Toyabe et al. (2001) determined that a subpopulation of T cells can express high levels of SYK and partially compensate for loss of T-cell functions in patients with deficiency of ZAP70 (176947).

SYK is a protein-tyrosine kinase that is widely expressed in hematopoietic cells. It is involved in coupling activated immunoreceptors to downstream signaling events that mediate diverse cellular responses, including proliferation, differentiation, and phagocytosis. SYK expression has been reported in cell lines of epithelial origin. Coopman et al. (2000) showed that SYK is commonly expressed in normal human breast tissue, benign breast lesions, and low-tumorigenic breast cancer cell lines. SYK mRNA and protein, however, are low or undetectable in invasive breast carcinoma tissue and cell lines. Transfection of wildtype SYK into an SYK-negative breast cancer cell line markedly inhibited its tumor growth and metastasis formation in athymic mice. Conversely, overexpression of a kinase-deficient SYK in an SYK-positive breast cancer cell line significantly increased its tumor incidence and growth. Suppression of tumor growth by the reintroduction of SYK appeared to be the result of aberrant mitosis and cytokinesis. Coopman et al. (2000) proposed that SYK is a potent modulator of epithelial cell growth and a potential tumor suppressor in human breast carcinomas.

Inatome et al. (2001) found increased expression of SYK in human umbilical vein epithelial cells (HUVEC) during cell growth and in response to serum following serum deprivation. A porcine kinase-minus mutant of SYK, carrying a point mutation in the ATP-binding site, suppressed proliferation and survival when transfected into HUVEC cells. Overexpression of the kinase-minus mutant suppressed ERK (EPHB2; 600997) activation in these cells, whereas overexpression of the wildtype porcine SYK induced ERK activation. Inatome et al. (2001) suggested that SYK has a role in endothelial cell growth and survival as well as in the ERK signaling pathway.
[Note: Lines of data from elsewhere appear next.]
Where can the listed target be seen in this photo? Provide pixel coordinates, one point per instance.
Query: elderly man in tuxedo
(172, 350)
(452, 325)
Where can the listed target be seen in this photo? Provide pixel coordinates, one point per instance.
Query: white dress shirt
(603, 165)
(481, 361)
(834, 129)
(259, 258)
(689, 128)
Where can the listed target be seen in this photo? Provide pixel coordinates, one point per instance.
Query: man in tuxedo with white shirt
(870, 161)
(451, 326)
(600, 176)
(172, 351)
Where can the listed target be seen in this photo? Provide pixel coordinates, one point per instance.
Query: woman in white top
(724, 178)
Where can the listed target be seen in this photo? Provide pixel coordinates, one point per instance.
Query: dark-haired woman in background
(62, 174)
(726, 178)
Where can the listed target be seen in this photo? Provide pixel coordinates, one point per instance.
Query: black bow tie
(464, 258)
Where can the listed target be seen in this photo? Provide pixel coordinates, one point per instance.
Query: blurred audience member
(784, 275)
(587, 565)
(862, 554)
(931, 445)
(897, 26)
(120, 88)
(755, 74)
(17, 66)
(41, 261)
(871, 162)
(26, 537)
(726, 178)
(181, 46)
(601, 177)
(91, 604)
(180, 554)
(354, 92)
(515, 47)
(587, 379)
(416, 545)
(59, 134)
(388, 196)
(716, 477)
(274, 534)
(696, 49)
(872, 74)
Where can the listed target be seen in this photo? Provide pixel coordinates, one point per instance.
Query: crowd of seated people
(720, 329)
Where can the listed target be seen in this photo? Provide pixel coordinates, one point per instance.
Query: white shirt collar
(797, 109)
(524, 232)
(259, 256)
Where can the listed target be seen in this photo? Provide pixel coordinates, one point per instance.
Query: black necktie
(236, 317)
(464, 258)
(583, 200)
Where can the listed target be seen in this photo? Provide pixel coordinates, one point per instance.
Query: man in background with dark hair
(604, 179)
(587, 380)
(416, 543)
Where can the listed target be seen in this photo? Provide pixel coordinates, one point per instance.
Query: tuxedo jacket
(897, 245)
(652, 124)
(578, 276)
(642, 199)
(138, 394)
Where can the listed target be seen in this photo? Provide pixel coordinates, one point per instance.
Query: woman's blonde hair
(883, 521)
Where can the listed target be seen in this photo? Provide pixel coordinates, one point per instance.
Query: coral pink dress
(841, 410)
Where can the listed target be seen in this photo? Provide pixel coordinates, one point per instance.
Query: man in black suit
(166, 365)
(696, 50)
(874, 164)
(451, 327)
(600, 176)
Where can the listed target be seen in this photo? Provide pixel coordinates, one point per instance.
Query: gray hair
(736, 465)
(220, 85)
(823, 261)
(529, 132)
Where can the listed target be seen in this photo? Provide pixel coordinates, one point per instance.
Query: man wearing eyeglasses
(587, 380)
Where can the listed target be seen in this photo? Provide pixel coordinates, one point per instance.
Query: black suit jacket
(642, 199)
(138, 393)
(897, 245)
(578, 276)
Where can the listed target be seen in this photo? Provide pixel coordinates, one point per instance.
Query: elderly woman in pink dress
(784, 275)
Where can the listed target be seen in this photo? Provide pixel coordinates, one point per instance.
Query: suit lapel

Using flow cytometric, Western blot, and RT-PCR analyses, Siegel et al. (2006) showed that mice lacking Ocab (POU2AF1; 601206) had an altered distribution of bone marrow B cells and compromised pre-B cell receptor differentiation and signaling. Quantitative PCR and immunoblot analysis revealed reduced Syk expression in Ocab -/- cells. Immunofluorescence and immunoprecipitation analysis showed that Syk and Ocab colocalized in cytoplasm and interacted directly. Siegel et al. (2006) suggested that, together with dysregulation of other OCAB target genes, altered regulation of SYK may help explain the magnitude of defects observed in B-cell development, including the pre-B1-to-pre-B2 transition, and immune responses in Ocab -/- mice.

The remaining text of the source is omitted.